We note that of the total tissue iron that we assayed upon acid extraction, only a minor fraction that remains unbound to proteins is implicated in oxidative damage. Unfortunately, this labile iron pool is not easily measured in post-mortem tissue, leaving as analytical markers of cell iron status the total iron (associated with the minor labile iron pool as well as the predominant soluble protein fraction including ferritin) and ferritin itself. The concentration of the labile iron pool is kept steady by mechanisms such as ferritin expression [172], and the suppression of ferritin in schizophrenia might thus increase this potentially adverse pool. However, the possibility that the labile iron pool is decreased in schizophrenia (so lowering ferritin translation and expression), while iron might be abnormally accumulating in yet unidentified pools, cannot yet be excluded. Indeed, a repartitioning of total iron out of ferritin and into redox-active high and low molecular weight fractions has been observed in the C. elegans model of aging [173, 174], and similar changes may explain our current findings.
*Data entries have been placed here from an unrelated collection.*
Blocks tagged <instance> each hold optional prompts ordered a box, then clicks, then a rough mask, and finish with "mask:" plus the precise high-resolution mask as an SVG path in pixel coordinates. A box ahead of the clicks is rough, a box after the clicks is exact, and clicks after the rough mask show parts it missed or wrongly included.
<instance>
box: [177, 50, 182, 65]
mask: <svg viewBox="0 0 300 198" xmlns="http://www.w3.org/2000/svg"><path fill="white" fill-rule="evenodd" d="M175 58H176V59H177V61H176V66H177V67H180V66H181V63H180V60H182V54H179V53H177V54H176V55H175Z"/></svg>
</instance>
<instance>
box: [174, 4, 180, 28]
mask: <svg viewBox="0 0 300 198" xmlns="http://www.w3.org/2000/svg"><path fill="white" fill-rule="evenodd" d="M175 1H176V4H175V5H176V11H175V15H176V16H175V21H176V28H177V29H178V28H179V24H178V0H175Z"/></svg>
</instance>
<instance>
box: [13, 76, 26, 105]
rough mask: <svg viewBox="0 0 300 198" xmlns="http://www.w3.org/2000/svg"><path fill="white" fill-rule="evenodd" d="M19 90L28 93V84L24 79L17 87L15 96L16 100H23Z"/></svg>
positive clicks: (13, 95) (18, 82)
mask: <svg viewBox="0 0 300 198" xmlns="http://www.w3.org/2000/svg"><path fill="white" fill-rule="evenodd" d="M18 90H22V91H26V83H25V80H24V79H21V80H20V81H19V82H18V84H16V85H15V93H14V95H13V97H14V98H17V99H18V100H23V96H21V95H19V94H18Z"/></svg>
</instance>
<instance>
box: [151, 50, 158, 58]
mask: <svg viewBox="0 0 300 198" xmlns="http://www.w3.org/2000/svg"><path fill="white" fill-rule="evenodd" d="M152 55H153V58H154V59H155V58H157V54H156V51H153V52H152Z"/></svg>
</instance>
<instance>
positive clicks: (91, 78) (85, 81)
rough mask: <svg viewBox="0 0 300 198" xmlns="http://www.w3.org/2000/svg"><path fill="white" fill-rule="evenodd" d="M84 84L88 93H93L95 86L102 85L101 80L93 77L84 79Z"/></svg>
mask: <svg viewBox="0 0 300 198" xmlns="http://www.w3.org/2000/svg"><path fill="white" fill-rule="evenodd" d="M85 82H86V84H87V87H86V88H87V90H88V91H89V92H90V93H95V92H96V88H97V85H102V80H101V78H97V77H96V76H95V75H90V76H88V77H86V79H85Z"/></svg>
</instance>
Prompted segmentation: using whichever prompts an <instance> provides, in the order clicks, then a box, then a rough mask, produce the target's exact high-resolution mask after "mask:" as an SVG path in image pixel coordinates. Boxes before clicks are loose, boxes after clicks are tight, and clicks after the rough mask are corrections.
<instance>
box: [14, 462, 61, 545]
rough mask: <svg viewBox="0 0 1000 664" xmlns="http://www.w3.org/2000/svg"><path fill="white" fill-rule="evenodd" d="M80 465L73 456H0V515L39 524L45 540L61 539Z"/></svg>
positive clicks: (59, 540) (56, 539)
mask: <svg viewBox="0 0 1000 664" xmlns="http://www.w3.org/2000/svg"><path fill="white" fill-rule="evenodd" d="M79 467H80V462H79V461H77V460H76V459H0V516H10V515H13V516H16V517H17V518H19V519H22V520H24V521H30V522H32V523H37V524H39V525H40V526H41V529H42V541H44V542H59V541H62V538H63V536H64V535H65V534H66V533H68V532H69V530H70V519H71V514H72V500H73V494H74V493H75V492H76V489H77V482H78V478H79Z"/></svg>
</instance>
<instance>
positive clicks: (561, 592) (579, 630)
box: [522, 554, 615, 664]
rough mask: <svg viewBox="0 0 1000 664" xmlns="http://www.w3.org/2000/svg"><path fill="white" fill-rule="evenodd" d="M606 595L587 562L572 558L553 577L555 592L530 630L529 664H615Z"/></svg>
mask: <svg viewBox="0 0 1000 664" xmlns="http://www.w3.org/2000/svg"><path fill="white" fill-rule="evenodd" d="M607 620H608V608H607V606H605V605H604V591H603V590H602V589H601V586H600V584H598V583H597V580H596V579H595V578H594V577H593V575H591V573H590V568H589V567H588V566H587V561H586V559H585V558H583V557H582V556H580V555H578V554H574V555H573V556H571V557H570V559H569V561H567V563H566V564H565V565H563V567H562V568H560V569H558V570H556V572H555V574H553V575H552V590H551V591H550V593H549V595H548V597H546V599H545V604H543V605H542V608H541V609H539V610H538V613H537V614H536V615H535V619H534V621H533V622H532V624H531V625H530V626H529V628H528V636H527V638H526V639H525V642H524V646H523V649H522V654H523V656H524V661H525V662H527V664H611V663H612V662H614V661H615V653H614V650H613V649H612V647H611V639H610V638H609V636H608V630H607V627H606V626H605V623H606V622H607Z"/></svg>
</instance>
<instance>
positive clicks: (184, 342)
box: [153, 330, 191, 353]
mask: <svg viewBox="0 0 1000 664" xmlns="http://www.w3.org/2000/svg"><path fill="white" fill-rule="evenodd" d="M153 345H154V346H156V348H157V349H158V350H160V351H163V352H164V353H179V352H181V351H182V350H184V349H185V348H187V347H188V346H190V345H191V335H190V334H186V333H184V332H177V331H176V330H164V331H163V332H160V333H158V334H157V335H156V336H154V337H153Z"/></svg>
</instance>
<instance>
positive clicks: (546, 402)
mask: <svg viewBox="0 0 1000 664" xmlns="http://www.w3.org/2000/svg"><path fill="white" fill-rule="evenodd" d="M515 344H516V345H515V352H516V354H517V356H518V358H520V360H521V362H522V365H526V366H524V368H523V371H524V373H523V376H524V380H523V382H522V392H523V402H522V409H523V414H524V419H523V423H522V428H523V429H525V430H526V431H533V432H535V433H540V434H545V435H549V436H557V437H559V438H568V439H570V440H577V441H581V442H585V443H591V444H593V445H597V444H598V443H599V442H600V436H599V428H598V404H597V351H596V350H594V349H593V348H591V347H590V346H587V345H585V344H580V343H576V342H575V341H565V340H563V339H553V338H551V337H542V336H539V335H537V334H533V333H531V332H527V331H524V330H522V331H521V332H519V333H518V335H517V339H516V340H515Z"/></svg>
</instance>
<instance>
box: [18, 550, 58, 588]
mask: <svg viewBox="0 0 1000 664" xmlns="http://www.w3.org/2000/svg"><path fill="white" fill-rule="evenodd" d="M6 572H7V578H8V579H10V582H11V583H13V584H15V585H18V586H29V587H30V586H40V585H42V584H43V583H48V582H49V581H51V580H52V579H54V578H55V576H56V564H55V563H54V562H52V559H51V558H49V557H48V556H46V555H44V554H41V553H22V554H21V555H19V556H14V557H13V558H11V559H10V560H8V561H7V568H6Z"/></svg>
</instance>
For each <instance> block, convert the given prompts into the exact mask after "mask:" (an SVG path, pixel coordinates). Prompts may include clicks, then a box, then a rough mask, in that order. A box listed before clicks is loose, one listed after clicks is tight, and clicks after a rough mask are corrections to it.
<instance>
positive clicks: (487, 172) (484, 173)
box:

Finally, while an assumption that an imbalance between total cell iron cell and ferritin might be potentially toxic seems plausible from a theoretical perspective, our data did not provide direct evidence indicating that such imbalance is biologically deleterious. To this end, future studies employing relevant model systems while examining more direct markers of iron-mediated oxidative damage could directly implicate catalytic or labile iron in schizophrenia-like pathophysiology.
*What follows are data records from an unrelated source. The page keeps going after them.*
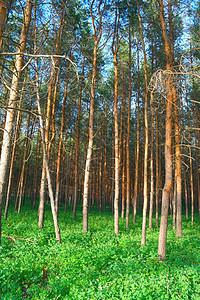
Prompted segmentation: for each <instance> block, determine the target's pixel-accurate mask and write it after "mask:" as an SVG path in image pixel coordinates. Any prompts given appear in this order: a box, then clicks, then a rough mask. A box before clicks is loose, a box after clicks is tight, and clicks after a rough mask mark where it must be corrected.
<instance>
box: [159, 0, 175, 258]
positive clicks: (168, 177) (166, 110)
mask: <svg viewBox="0 0 200 300" xmlns="http://www.w3.org/2000/svg"><path fill="white" fill-rule="evenodd" d="M159 17H160V23H161V29H162V36H163V40H164V48H165V56H166V69H167V70H170V69H171V67H172V56H171V49H170V44H169V39H168V36H167V24H166V22H165V18H164V6H163V0H159ZM166 94H167V103H166V120H165V184H164V188H163V191H162V208H161V223H160V233H159V243H158V255H159V257H160V259H161V260H163V259H164V258H165V255H166V244H167V226H168V210H169V193H170V190H171V187H172V153H171V146H172V104H173V97H172V90H171V80H170V77H169V76H167V78H166Z"/></svg>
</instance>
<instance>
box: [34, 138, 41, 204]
mask: <svg viewBox="0 0 200 300" xmlns="http://www.w3.org/2000/svg"><path fill="white" fill-rule="evenodd" d="M40 146H41V140H40V138H39V132H38V136H37V150H36V161H35V174H34V188H33V197H32V206H33V208H35V202H36V196H37V188H38V186H37V185H38V167H39V156H40Z"/></svg>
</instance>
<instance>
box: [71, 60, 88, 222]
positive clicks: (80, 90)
mask: <svg viewBox="0 0 200 300" xmlns="http://www.w3.org/2000/svg"><path fill="white" fill-rule="evenodd" d="M84 68H85V57H84V58H83V66H82V80H81V84H80V92H79V100H78V114H77V122H76V124H77V126H76V150H75V166H74V205H73V218H75V217H76V207H77V199H78V174H79V172H78V158H79V139H80V119H81V101H82V92H83V83H84Z"/></svg>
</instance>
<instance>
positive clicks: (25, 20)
mask: <svg viewBox="0 0 200 300" xmlns="http://www.w3.org/2000/svg"><path fill="white" fill-rule="evenodd" d="M31 10H32V0H27V3H26V8H25V13H24V23H23V26H22V31H21V36H20V41H19V45H20V46H19V48H18V49H17V52H18V53H20V52H24V51H25V48H26V41H27V36H28V31H29V26H30V21H31ZM22 65H23V56H22V55H21V54H18V55H17V56H16V60H15V68H14V70H13V76H12V83H11V87H10V96H9V100H8V107H9V108H8V109H7V114H6V122H5V127H4V135H3V144H2V149H1V158H0V170H1V174H0V175H1V176H0V220H1V214H2V207H3V197H4V190H5V184H6V177H7V170H8V166H9V157H10V147H11V137H12V130H13V120H14V109H15V107H16V100H17V97H18V86H19V80H20V76H21V69H22ZM0 222H1V221H0ZM0 243H1V224H0Z"/></svg>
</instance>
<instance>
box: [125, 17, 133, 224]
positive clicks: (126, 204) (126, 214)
mask: <svg viewBox="0 0 200 300" xmlns="http://www.w3.org/2000/svg"><path fill="white" fill-rule="evenodd" d="M131 64H132V62H131V22H130V18H129V72H128V79H129V80H128V84H129V90H128V118H127V140H126V228H129V215H130V201H131V199H130V197H131V184H130V119H131V94H132V84H131Z"/></svg>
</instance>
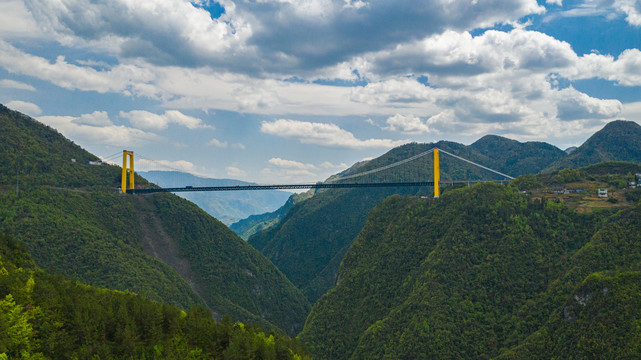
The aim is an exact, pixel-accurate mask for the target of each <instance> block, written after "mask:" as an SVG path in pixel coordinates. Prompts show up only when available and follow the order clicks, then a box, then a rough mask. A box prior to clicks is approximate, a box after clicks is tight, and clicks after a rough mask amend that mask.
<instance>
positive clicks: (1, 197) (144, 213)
mask: <svg viewBox="0 0 641 360" xmlns="http://www.w3.org/2000/svg"><path fill="white" fill-rule="evenodd" d="M72 159H73V160H72ZM95 160H98V159H97V158H96V157H95V156H93V155H91V154H89V153H88V152H86V151H84V150H83V149H81V148H80V147H78V146H77V145H75V144H73V143H72V142H71V141H69V140H67V139H65V138H64V137H63V136H62V135H60V134H59V133H57V132H56V131H55V130H53V129H51V128H48V127H46V126H44V125H42V124H40V123H38V122H37V121H35V120H33V119H31V118H29V117H27V116H24V115H22V114H20V113H17V112H15V111H10V110H8V109H7V108H5V107H1V108H0V168H2V169H7V170H6V171H3V172H1V173H0V232H2V233H6V234H10V235H12V236H14V237H15V238H16V239H17V240H19V241H23V242H24V243H25V244H26V246H27V248H28V249H29V251H30V252H31V254H32V256H33V258H34V261H35V262H36V263H37V264H38V266H40V267H41V268H43V269H45V270H47V271H50V272H52V273H56V274H61V275H63V276H65V277H66V278H69V279H71V280H74V281H81V282H83V283H85V284H89V285H95V286H100V287H106V288H111V289H116V290H123V291H124V290H129V291H133V292H136V293H139V294H141V295H144V296H146V297H148V298H150V299H152V300H156V301H163V302H166V303H169V304H173V305H176V306H178V307H180V308H182V309H185V310H187V309H190V308H191V307H192V306H194V305H202V306H205V307H206V308H208V309H210V310H212V311H213V312H214V313H215V314H216V315H217V317H218V318H220V317H221V316H222V315H224V314H228V315H231V316H232V317H233V318H234V320H241V321H251V322H256V323H260V324H262V325H263V326H267V327H278V328H281V329H283V330H284V331H286V332H287V333H289V334H290V335H295V334H297V333H298V332H299V331H300V330H301V328H302V326H303V324H304V321H305V317H306V315H307V313H308V311H309V308H310V305H309V303H308V302H307V300H306V299H305V297H304V296H303V295H302V293H301V292H300V291H299V290H298V289H297V288H296V287H295V286H294V285H292V284H291V282H289V280H287V278H285V276H284V275H283V274H282V273H281V272H280V271H279V270H278V269H277V268H276V267H275V266H274V265H273V264H271V263H270V262H269V261H268V260H267V259H265V258H264V256H262V255H261V254H260V253H259V252H258V251H256V250H255V249H254V248H252V247H251V246H249V245H248V244H247V243H246V242H245V241H243V240H242V239H240V238H239V237H238V236H236V235H235V234H234V233H233V232H232V231H231V230H229V228H227V227H226V226H225V225H224V224H222V223H221V222H219V221H218V220H216V219H214V218H212V217H211V216H209V215H207V214H206V213H205V212H204V211H203V210H201V209H200V208H198V207H197V206H196V205H194V204H193V203H191V202H188V201H186V200H184V199H181V198H179V197H177V196H175V195H172V194H158V195H154V196H130V195H124V194H122V193H121V192H120V191H119V189H118V186H119V184H120V168H119V167H116V166H110V165H101V166H93V165H90V164H89V161H95ZM136 183H137V184H140V185H141V186H146V181H145V180H144V179H143V178H140V177H137V178H136ZM16 185H18V186H16Z"/></svg>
Despite decades-long research, major culprits driving prefrontal deficits in individuals with schizophrenia remain elusive. Focusing on iron biology, in the current study we showed that compared to matched controls, prefrontal tissue from schizophrenia cases was characterised by elevated iron, diminished ferritin, and most notably, an elevated iron-to-ferritin ratio. Using a prediction model based on iron and ferritin, our data are consistent with a potential pathophysiologic link between perturbed cortical iron biology and schizophrenia. As a prognostic biomarker, imaging cortical iron in-vivo could shed light on a potential relationship between iron, clinical course and treatment response, as was recently reported with early psychosis glutathione imaging [175]. Therapeutically, deferiprone, a BBB-permeating iron chelator traditionally used to treat peripheral iron overload [176], has been investigated for the treatment of aceruloplasminemia, pantothenate kinase–associated neurodegeneration, Friedreich’s ataxia, and PD, with preliminary evidence indicating that removal of excess iron from disease-implicated brain regions is accompanied by slowing of disease progression [177,178,179,180,181]. Taken together, our findings could provide a rationale for testing iron-modifying interventions, such as deferiprone, with the aim to restore healthy cortical iron biology and improve cortical function in schizophrenia.